Eric Kandel musste als Wiener Jude aus der Stadt fliehen, ging in die USA und arbeitet an der Columbia Universität in New York City. Er hat diesen Weg nach Wien nicht nur in seinem Buch gemacht, sondern ging tatsächlich zurück und besuchte die Stätten seiner Jugend. Darüber gibt es einen Film, der mir, genauso wie das Buch, von vielen Seiten empfohlen wird. Leider ist es so, dass immer wenn ich Lust und Zeit zum Schauen hätte, ein Kunde mir den Film wegschnappt. So auch gestern. Also gedulde ich mich noch ein wenig.
Aber zurück zum Buch.
Der erste Teil des Buch ist mit dem Titel: „Eine psychoanalytische Psychologie und Kunst der unbewussten Gefühle“ überschrieben und zeigt, dass das emporstrebende Wien sich zu einem Sammelbecken verschiedenster besonderer Menschen wurde. Es entstand auch ein enorme jüdische Gemeinde, die fast 10 % der Bevölkerung ausmachte. Dennoch war Wien klein mit seinen zwei Millionen Einwohnern. Man traf sich in Salons, in Zirkeln, saß eng aufeinander. Und so war ein Eintausch der Normalfall. Die Medizin war der Vorreiter dieser Revolution, so schreibt Kandel.
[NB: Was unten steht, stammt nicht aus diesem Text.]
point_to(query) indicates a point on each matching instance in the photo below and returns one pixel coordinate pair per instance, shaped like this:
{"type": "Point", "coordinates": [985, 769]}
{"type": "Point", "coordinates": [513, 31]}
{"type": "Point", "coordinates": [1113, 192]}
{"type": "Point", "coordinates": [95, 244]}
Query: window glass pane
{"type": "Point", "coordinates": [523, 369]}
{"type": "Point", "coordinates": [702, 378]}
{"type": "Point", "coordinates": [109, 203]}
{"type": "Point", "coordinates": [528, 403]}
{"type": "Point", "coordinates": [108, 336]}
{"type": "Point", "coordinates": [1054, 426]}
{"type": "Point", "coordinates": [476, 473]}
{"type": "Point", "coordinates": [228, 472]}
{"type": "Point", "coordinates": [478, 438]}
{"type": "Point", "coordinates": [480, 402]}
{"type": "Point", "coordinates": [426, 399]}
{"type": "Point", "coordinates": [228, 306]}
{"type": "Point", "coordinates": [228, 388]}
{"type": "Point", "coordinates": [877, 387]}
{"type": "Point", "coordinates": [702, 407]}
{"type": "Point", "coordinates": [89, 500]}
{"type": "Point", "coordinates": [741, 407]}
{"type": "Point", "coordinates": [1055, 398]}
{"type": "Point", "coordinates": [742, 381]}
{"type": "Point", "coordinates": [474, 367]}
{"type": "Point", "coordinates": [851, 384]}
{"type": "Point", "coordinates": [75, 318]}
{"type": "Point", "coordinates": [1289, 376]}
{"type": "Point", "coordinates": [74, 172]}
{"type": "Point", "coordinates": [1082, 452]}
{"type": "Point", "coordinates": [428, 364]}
Die Erforschung des Inneren nahm nun wissenschaftliche Züge an und Klimt und Schiele interessierten sich sehr dafür und nahmen an vielen Obduktionen teil, um mehr über den Körper zu sehen. Es ging also nicht nur um das Äußere in der Kunst, um das Porträt einer bedeutenden Person, seine Darstellung im öffentlichen Leben, sondern gleichzeitig auch um das Inneleben der Person. In der Kunst, war Monents Bild („Frühstück im Grünen“) mit den beiden angezogenen Männern und der nackten Frau, während sie im Park auf einer Decke essen und reden, laut Kandel der erste Schritt in diese Richtung. Die Musik ging weiter den Weg in die Zwölftonmusik und die Literatur fand den Weg zur Beschreibung des Innenlebens. Genauso wie Ibsens Nora oder Hedda, zwei Frauen, der Inneres sich nach aussen stülpt und nur in der Katastrophe enden kann. Nora muss heraus aus dem Puppenhaus, sie erträgt die Enge nicht mehr und wird zur Möderin ihres Ehemanns. Anders Hedda, die sich selbst umbringt.
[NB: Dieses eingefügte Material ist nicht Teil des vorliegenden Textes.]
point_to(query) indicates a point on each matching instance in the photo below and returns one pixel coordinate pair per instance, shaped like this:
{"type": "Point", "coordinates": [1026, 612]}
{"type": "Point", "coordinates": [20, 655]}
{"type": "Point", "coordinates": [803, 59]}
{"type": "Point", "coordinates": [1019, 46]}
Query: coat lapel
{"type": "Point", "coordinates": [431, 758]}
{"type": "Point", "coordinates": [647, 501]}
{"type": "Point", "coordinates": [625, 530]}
Die Verknüpfung von Erotik, Aggression und Angst in der Kunst ist ein weiteres Kapitel in Kandels Buch und das sehen wir nicht nur bei Ibsen, sondern auch in vielen Abbildungen und Darstellungen im hier vorgestellten Buch.
Kandel geht dann weiter in der Neurowissenschaft, zeigt uns, wie unser Hirn funktioniert und passiert, wenn wir mit Kunst konfrontiert werden, wenn wir mit Kunst zu tun haben.
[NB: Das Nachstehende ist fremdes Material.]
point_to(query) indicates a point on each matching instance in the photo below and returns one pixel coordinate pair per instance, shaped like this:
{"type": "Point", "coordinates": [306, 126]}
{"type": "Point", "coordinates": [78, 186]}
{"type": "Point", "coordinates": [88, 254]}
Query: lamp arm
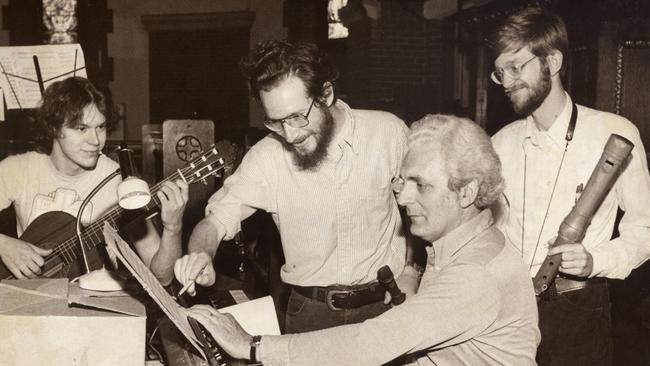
{"type": "Point", "coordinates": [83, 206]}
Ich habe die ersten 250 Seiten gelesen. Die in einem Rutsch, weil Kandel so flüssig schreibt, dass ich nicht mehr weggekommen bin. Dieser Blick auf das Wien dieser Zeit hat mich animiert, die Romane von Schnitzler nochmals herauszukramen. Das mit den Ibsen-Theaterstücken passte gerade richtig dazu. Den Rest des Buch hebe ich mir für später auf, die die Neuheiten für das Frühjahr sich lauthals zu Wort melden und drängelig auf dem Tisch aufs Gelesenwerden warten.